Low-level API

The starting point of this crate is the idea that data is stored in memory in a specific arrangement to be interoperable with Arrow's ecosystem.

The most important design aspect of this crate is that contiguous regions are shared via an Arc. In this context, the operation of slicing a memory region is O(1) because it corresponds to changing an offset and length. The tradeoff is that once under an Arc, memory regions are immutable. See note below on how to overcome this.

The second most important aspect is that Arrow has two main types of data buffers: bitmaps, whose offsets are measured in bits, and byte types (such as i32), whose offsets are measured in bytes. With this in mind, this crate has 2 main types of containers of contiguous memory regions:

  • Buffer<T>: handle contiguous memory regions of type T whose offsets are measured in items
  • Bitmap: handle contiguous memory regions of bits whose offsets are measured in bits

These hold all data-related memory in this crate.

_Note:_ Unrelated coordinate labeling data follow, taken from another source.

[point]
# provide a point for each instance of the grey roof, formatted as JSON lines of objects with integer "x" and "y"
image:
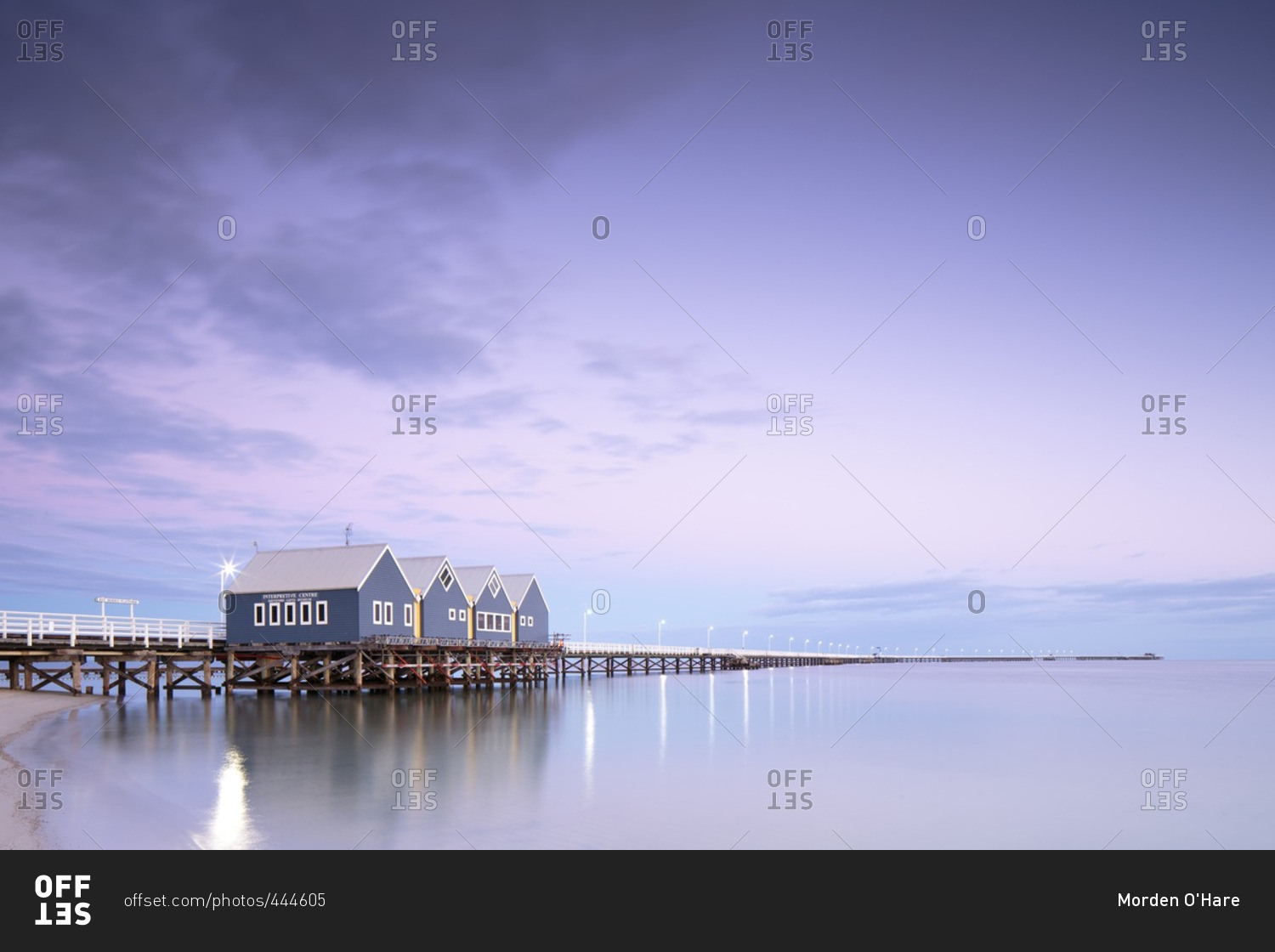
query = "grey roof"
{"x": 473, "y": 580}
{"x": 517, "y": 586}
{"x": 305, "y": 570}
{"x": 421, "y": 570}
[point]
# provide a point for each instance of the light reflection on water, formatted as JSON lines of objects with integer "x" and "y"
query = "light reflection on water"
{"x": 941, "y": 755}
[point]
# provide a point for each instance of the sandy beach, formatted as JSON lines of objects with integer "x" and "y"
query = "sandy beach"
{"x": 20, "y": 711}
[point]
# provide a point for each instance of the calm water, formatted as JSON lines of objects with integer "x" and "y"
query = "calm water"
{"x": 949, "y": 756}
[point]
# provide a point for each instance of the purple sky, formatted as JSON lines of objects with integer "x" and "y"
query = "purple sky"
{"x": 602, "y": 405}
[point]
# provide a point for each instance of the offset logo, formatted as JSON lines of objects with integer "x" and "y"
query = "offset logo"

Due to their intrinsic immutability, each container has a corresponding mutable (and non-shareable) variant:

  • Vec<T>
  • MutableBitmap

Let's see how these structures are used.

Create a new Buffer<u32>:

use arrow2::buffer::Buffer;
fn main() {
let x = vec![1u32, 2, 3];
let x: Buffer<u32> = x.into();
assert_eq!(x.as_slice(), &[1u32, 2, 3]);

let x = x.sliced(1, 2); // O(1)
assert_eq!(x.as_slice(), &[2, 3]);
}

Contrarily to Vec, Buffer (and all structs in this crate) only supports the following physical types:

  • i8-i128
  • u8-u64
  • f32 and f64
  • arrow2::types::days_ms
  • arrow2::types::months_days_ns

This is because the arrow specification only supports the above Rust types; all other complex types supported by arrow are built on top of these types, which enables Arrow to be a highly interoperable in-memory format.

Bitmaps

Arrow's in-memory arrangement of boolean values is different from Vec<bool>. Specifically, arrow uses individual bits to represent a boolean, as opposed to the usual byte that bool holds. Besides the 8x compression, this makes the validity particularly useful for AVX512 masks. One tradeoff is that an arrows' bitmap is not represented as a Rust slice, as Rust slices use pointer arithmetics, whose smallest unit is a byte.

Arrow2 has two containers for bitmaps: Bitmap (immutable and sharable) and MutableBitmap (mutable):

use arrow2::bitmap::Bitmap;
fn main() {
let x = Bitmap::from(&[true, false]);
let iter = x.iter().map(|x| !x);
let y = Bitmap::from_trusted_len_iter(iter);
assert_eq!(y.get_bit(0), false);
assert_eq!(y.get_bit(1), true);
}
use arrow2::bitmap::MutableBitmap;
fn main() {
let mut x = MutableBitmap::new();
x.push(true);
x.push(false);
assert_eq!(x.get(1), false);
x.set(1, true);
assert_eq!(x.get(1), true);
}

Copy on write (COW) semantics

Both Buffer and Bitmap support copy on write semantics via into_mut, that may convert them to a Vec or MutableBitmap respectively.

This allows re-using them to e.g. perform multiple operations without allocations.